Doing SQL Data Analysis As A PM
- context: Data-Informed Product Management
- tools like Tableau/Looker are good for ongoing dashboards/reports - but when you see an anomaly, you have to go into exploratory/ad-hoc analysis!
But the adhoc/exploratory tools aren't great.
What I've used
- data store: production database or RedShift mirror or even a local copy (if the prod db is small enough)
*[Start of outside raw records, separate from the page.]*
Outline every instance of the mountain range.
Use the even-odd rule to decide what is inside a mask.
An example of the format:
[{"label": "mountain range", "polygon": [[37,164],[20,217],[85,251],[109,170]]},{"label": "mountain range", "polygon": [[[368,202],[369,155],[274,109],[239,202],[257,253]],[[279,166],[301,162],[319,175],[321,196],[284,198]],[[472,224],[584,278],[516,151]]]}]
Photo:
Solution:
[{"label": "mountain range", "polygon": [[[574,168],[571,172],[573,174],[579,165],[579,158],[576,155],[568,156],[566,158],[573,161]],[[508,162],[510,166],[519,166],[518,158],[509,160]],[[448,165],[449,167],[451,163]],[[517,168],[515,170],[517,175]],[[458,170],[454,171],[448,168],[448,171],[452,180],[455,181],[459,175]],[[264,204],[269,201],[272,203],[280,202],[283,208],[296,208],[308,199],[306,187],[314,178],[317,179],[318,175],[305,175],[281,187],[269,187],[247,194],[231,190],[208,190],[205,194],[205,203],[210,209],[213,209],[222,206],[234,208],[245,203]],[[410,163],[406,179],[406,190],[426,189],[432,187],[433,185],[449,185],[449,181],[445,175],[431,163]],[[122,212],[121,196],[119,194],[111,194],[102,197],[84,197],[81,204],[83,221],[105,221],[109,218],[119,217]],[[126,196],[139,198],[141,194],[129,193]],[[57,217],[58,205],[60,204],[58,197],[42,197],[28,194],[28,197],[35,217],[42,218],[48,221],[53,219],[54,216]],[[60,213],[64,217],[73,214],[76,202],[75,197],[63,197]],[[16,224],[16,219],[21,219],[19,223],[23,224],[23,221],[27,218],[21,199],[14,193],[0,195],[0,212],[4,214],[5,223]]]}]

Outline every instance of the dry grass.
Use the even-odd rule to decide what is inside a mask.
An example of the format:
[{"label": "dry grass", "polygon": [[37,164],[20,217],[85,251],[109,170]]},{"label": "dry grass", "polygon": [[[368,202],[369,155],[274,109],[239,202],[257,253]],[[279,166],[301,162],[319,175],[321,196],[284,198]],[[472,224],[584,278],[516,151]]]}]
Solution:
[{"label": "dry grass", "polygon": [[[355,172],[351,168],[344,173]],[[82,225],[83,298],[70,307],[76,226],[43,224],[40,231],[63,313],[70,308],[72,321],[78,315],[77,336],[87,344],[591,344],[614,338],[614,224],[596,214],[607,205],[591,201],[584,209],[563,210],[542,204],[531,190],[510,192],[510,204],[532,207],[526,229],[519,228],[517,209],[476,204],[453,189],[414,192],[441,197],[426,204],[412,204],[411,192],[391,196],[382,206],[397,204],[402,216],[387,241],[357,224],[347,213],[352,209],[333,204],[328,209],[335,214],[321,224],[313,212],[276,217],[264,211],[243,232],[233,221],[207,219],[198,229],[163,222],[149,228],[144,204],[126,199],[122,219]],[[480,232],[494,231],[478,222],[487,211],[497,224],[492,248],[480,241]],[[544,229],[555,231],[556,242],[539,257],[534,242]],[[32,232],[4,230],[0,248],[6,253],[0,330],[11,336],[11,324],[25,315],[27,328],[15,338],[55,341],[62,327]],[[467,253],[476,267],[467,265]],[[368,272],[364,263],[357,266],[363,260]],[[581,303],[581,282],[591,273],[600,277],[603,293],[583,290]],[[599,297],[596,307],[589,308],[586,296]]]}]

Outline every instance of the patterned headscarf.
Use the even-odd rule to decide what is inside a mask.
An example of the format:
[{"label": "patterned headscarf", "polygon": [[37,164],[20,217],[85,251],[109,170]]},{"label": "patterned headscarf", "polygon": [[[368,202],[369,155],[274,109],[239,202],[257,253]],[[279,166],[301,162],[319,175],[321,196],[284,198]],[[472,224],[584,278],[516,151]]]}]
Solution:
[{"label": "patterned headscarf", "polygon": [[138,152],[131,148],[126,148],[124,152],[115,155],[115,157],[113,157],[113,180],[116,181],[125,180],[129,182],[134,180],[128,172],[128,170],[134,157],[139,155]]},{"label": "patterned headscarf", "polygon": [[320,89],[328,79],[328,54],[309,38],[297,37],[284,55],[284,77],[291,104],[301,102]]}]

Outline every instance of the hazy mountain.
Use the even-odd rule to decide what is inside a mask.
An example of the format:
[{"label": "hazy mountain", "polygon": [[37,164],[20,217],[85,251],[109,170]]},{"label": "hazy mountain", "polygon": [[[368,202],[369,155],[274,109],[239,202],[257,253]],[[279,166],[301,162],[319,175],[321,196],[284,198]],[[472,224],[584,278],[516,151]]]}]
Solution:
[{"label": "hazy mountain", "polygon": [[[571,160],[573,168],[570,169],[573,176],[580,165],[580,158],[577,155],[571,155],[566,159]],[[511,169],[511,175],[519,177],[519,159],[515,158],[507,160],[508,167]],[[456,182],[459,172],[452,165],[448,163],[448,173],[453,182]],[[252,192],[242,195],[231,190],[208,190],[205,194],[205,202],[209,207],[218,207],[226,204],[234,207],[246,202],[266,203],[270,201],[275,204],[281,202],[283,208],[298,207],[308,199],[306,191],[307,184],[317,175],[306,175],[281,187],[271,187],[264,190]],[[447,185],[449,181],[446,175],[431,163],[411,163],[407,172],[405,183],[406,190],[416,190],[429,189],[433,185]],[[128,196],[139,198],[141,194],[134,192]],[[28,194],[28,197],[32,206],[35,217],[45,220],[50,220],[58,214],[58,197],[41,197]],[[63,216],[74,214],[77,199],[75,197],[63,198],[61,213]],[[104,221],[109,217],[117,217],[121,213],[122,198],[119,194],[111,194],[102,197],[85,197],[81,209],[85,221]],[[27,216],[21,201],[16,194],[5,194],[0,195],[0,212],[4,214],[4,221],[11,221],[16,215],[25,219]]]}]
- dBeaver (update: Sequel Ace for Mac)
- GoogleSheets (or MsExcel but blech)
- (update): Steampipe
Problems with this approach...
- some queries take a long time (e.g. multiple minutes), which kills your flow
- by default, dBeaver overwrites your result-set-view each time, so if you want to "go back" you have to re-run the previous (slow) query
- you're typically writing multiple queries in a single window, and executing just the selected query. But the result set isn't clearly associated with the specific query that generated it.
- you might even start editing that query, so the query that generated the result set on the page doesn't exist anymore
- at some point you probably copy a result set over to your spreadsheet, and do additional analysis (simple calculations, pivot tables, deleting garbage rows (the latest month-aggregate because it's a partial month), etc. Then do some graphing from part of a spreadsheet area
- your spreadsheet doesn't link back to the query that made the result-set you pasted over
My hacked-up process
- I make a (Jira) ticket for an analysis
- I add a comment for each chunk of work
- I paste my query into the comment
- some time in 2021 a Jira update resulted in those pastes being double-spaced which is irritating
- I paste a link to the gsheet tab into the comment
- Sometimes I even find a good place to link from the gsheet tab back to the ticket
- I summarize my conclusions back up in the ticket body itself
- I share those conclusions by copy/pasting into Slack or Email, linking back to the ticket.
- (I've also had a couple cases where I downloaded a result-set as CSV and then did some Python coding to summarize it... but that's probably an outlier...)
- because of the manual steps, it's hard for anyone to re-run later
- also because you often have a constant like a date-range in queries
What I want
- something like Colab Notebook or nbdev? Glamorous Toolkit?
- cloud-based so I can let anyone read or comment
- process/structure that replaces Jira comments, ties narrative "here's what I'm going to check next" to query to result-set (auto-saving each one, though you can explicitly delete it)
- way to flag a step as being correct/updated next, so people can easily skip that transient step
- easy separation of parameters (date ranges) from queries using them
- pivot-table feature
- way to make the "wrap-around-bits" in a spreadsheet work as your replace the underlying result-set (which might result in a different number of rows) - does something like the old spreadsheet-script-records do that job?